This is tutorial demonstrates how to use Spark in Apache Zeppelin for a machine learning exercise. To run this exercise, follow the Zeppelin notebook described below.
Wait about 5 minutes for Zeppelin to download and install.
- Open Zeppelin in the toolbar tab
- Wait up to 5 minutes for Zeppelin to start. The tab will automatically refresh.
- Refresh the Zeppelin notebooks.
- Open and run the Forest Fire Prediction notebook. 🔥
The Zeppelin notebook trains a kmeans model for fire prediction.

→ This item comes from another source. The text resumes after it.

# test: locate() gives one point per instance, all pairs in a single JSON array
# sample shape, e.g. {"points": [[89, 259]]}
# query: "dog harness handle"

A pre-built kmeans model has been included so you don't have to run the entire Zeppelin notebook. If you want to use the pre-built model to demonstrate kmeans on streaming data, do this:
- Run the Spark ML job which applies kmeans on a stream of lat,long coordinates. This represents a service that listens for fires (the lat/long) and assigns a cluster id (i.e. "fire station") to respond to that fire:
/opt/mapr/spark/spark-2.3.1/bin/spark-submit --class com.sparkkafka.fire.SparkKafkaConsumerProducer --master local /root/mapr-sparkml-streaming-fires-1.0-jar-with-dependencies.jar /mapr/demo.mapr.com/user/mapr/data/save_fire_model-cascadia /user/mapr/ml_input:requester001 /user/mapr/ml_output:kmeans001
- Open the KMeans Input window and enter a lat,long value (e.g: 42.988,-121.272). This represents the location for a new fire.
- Open the KMeans Output window to see the cluster id (i.e. “fire station”) which the model has assigned to respond to that fire.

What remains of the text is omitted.